The authors used a longitudinal, quasi-experimental research design that used propensity score matching to create a comparison group. 919 Medicaid recipients served by the Community Connector Program for three years (2005-08) in three counties, was observed before and after program enrollment and compared with a statistically matched, contemporaneous group of 944 recipients located in five nearby counties. Difference-in-difference analysis was used to assess changes in Medicaid spending for program participants before and after the intervention. Those estimates were compared with changes in spending observed in the matched comparison group.

Setting:

Monroe, Lee, and Phillips counties in Arkansas.

Participants:

Medicaid-eligible older adults and younger adults with physical disabilities who had potential unmet long-term care needs.

Intervention:

The Arkansas Community Connector Program used specially trained community health workers to identify people living in the community who have unmet long-term care needs and who may be at risk for entering nursing homes and connect them to Medicaid home and community-based services.  

Measurements:

Annual measures for use of Medicaid services and spending for inpatient and outpatient medical services, nursing home services, home and community-based services, and other services were constructed from 2005–09 Medicaid records for each member of the intervention and comparison groups, and for each year before and after enrollment.

Results:

Program participants had 23.8 percent lower average annual Medicaid spending per participant from 2005–08 than a similar group of Medicaid recipients who did not participate in the program.

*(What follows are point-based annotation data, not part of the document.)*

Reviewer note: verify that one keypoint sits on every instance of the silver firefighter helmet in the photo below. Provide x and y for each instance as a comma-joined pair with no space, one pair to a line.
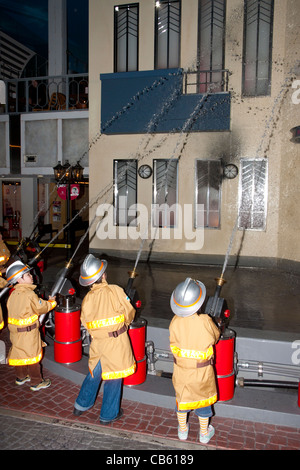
15,271
91,270
187,297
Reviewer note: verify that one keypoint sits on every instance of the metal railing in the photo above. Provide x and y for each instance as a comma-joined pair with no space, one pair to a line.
48,93
206,81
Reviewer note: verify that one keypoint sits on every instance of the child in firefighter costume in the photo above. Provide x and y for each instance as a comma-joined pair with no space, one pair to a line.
24,308
3,283
192,337
4,252
106,312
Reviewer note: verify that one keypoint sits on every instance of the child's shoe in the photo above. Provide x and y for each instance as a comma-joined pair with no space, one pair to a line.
44,384
205,438
182,435
22,381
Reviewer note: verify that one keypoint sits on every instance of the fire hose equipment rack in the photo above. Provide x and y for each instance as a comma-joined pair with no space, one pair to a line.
67,340
137,335
224,349
224,365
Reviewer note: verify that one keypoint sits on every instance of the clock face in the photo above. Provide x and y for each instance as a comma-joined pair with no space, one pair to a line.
230,171
145,171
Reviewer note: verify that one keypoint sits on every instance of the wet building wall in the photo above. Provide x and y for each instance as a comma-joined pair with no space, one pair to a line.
259,131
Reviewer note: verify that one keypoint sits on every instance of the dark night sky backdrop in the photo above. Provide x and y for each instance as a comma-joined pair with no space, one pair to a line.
27,22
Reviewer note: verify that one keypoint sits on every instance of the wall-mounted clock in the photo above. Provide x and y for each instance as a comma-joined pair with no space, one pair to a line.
230,171
145,171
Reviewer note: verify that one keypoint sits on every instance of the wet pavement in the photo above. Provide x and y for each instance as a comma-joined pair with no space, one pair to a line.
261,300
258,298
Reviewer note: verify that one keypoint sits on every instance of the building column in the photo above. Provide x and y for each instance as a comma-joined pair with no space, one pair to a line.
57,37
28,205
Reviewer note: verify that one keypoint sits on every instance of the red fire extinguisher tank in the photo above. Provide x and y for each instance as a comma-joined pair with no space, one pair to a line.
137,335
67,340
224,365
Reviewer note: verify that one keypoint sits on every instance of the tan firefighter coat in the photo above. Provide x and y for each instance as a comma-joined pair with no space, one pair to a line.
106,312
24,308
192,339
4,253
3,283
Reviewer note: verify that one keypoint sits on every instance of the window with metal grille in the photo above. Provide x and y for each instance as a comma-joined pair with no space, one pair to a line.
165,174
167,34
253,194
125,192
208,193
126,34
258,35
211,45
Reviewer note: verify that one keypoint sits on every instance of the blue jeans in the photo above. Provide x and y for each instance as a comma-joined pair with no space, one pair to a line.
205,412
111,394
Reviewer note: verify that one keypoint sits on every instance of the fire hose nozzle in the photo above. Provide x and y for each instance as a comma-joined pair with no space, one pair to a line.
33,260
133,274
220,281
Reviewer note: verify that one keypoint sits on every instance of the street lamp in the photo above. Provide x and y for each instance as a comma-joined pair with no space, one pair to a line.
67,174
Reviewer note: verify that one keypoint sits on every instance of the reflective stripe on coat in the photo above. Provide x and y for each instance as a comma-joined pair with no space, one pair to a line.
24,308
191,341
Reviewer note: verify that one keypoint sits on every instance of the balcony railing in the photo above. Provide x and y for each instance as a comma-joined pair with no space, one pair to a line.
49,93
206,81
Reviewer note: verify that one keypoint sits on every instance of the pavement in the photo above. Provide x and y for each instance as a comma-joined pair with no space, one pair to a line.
46,416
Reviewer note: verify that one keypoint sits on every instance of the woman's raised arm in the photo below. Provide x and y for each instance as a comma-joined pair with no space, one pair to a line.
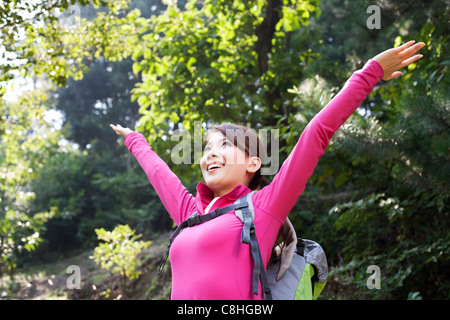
280,196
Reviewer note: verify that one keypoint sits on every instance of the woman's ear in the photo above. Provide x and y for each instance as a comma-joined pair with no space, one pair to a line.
253,165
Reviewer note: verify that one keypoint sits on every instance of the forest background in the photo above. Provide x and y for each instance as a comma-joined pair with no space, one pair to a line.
71,195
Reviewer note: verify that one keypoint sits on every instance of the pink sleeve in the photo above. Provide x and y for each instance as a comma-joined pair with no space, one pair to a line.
281,195
175,197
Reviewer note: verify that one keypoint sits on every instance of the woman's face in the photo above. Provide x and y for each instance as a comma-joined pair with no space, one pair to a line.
224,166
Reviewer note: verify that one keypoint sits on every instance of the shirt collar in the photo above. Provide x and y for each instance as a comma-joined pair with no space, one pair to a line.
205,195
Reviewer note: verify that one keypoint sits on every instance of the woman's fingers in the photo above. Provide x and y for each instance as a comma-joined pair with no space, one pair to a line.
403,46
408,61
411,50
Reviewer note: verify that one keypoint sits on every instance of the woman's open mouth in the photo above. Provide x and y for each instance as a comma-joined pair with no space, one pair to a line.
214,166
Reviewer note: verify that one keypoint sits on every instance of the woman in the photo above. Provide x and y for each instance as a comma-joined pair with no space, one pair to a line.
208,260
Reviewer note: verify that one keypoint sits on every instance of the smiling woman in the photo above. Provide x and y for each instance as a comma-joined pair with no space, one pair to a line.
232,156
208,260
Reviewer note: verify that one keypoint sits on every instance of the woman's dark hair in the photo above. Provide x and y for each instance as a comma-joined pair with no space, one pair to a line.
248,141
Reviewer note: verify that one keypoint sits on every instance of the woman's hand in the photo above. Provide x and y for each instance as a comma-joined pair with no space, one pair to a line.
121,131
394,59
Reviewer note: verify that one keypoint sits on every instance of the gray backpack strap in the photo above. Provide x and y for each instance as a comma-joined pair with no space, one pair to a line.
247,214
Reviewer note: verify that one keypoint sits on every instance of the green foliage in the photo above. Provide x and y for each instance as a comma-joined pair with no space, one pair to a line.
26,140
379,195
120,252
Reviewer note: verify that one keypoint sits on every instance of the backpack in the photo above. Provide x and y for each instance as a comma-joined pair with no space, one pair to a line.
298,267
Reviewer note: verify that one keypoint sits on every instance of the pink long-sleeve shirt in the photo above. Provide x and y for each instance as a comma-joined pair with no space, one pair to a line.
208,260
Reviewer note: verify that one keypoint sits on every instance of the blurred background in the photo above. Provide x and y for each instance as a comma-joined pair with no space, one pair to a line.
72,195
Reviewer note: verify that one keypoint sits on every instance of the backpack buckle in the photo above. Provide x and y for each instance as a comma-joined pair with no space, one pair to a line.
192,221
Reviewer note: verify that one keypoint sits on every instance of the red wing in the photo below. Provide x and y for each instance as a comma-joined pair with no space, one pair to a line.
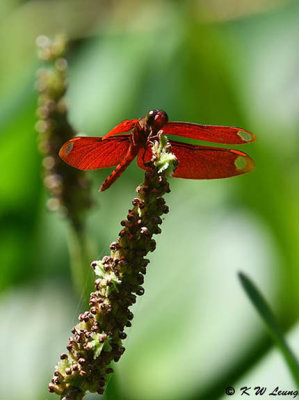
94,152
201,162
124,126
209,133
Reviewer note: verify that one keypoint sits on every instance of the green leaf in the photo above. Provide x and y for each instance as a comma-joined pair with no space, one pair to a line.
268,317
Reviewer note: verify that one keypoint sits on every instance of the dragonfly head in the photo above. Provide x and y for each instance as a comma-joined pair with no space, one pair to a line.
156,119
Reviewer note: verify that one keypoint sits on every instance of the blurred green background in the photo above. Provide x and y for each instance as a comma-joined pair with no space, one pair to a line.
227,62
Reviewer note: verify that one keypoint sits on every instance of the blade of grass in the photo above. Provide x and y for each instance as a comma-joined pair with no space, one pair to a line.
269,319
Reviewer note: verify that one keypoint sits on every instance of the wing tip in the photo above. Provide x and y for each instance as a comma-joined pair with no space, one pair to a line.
246,136
244,164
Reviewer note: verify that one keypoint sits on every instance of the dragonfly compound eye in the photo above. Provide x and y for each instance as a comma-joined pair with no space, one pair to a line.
156,119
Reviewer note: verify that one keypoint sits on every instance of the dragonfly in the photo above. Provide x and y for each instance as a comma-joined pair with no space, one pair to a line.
131,138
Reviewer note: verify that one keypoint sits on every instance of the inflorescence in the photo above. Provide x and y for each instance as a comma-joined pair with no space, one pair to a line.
68,187
97,338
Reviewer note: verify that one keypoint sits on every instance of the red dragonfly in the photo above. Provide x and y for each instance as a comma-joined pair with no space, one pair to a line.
134,137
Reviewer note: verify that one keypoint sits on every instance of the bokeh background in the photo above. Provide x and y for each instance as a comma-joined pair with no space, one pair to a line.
226,62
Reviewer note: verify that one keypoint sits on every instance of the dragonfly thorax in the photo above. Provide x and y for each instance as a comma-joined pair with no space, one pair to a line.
156,119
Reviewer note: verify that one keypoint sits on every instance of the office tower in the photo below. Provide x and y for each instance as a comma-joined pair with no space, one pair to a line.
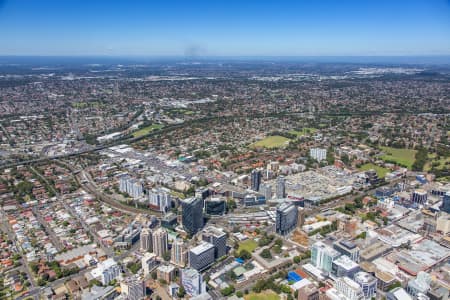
266,190
350,225
419,196
106,271
287,217
192,215
215,206
346,247
132,288
178,255
218,238
343,266
149,262
165,272
123,180
169,221
322,256
251,200
202,256
301,216
318,154
349,288
202,193
256,179
146,239
192,282
446,203
308,292
159,199
131,186
367,282
160,242
280,191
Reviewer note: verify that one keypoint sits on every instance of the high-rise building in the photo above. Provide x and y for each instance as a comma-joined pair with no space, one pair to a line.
308,292
343,266
287,217
301,216
318,154
106,271
346,247
215,206
419,196
146,239
280,191
149,262
192,215
322,256
367,282
218,238
178,254
132,288
349,288
192,282
160,242
256,179
169,221
446,202
202,256
159,199
266,190
131,186
165,272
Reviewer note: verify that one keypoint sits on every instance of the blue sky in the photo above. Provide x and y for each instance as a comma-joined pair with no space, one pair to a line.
225,27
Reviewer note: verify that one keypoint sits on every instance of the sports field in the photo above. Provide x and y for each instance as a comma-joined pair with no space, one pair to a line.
380,170
147,130
275,141
304,131
405,157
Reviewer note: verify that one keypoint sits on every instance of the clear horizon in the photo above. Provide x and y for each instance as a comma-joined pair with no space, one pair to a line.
323,28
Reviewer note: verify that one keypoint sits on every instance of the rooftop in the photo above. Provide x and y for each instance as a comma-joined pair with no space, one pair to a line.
202,248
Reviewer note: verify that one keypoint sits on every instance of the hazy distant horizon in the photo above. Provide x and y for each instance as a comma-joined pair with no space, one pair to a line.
360,59
202,28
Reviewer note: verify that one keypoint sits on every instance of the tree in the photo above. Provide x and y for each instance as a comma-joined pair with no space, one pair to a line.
181,292
330,156
266,254
166,255
227,291
244,254
154,275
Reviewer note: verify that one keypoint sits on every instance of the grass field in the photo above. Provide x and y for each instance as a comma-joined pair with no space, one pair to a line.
249,245
274,141
265,295
147,130
432,160
404,157
380,170
304,131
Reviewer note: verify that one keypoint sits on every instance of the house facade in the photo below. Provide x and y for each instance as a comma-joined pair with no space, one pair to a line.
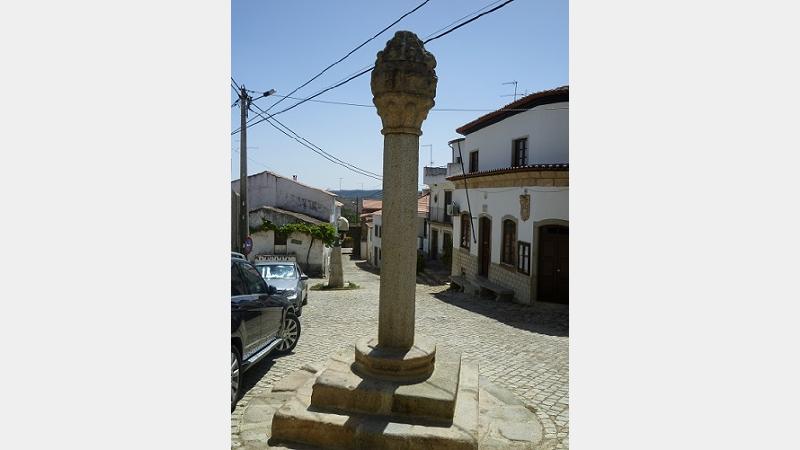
282,200
510,199
368,208
377,230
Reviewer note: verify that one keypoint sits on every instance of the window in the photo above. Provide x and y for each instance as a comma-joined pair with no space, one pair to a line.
277,271
524,257
255,284
520,152
509,239
237,283
473,161
465,220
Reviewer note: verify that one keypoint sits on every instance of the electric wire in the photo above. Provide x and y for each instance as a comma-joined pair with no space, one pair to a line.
347,80
351,52
316,151
339,161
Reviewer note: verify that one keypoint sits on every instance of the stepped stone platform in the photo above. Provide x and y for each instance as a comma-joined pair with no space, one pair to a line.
484,416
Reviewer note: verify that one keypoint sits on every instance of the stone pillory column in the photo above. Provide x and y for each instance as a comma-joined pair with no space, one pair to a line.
403,87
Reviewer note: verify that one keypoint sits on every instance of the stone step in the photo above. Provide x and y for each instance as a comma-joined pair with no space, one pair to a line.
339,389
299,422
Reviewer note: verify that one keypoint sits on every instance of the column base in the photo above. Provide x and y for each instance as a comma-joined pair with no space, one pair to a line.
398,365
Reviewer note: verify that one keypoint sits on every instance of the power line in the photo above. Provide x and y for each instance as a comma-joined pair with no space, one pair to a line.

Net three-year savings to the Arkansas Medicaid program equaled $2.619 million. The intervention group had significantly increased spending for home health and home and community-based services relative to the comparison group, and the comparison group had significantly increased spending on nursing homes services than the intervention group.

Conclusion:

Similar interventions may help other areas achieve cost-saving and equitable access to publicly funded long-term care options other than institutional care.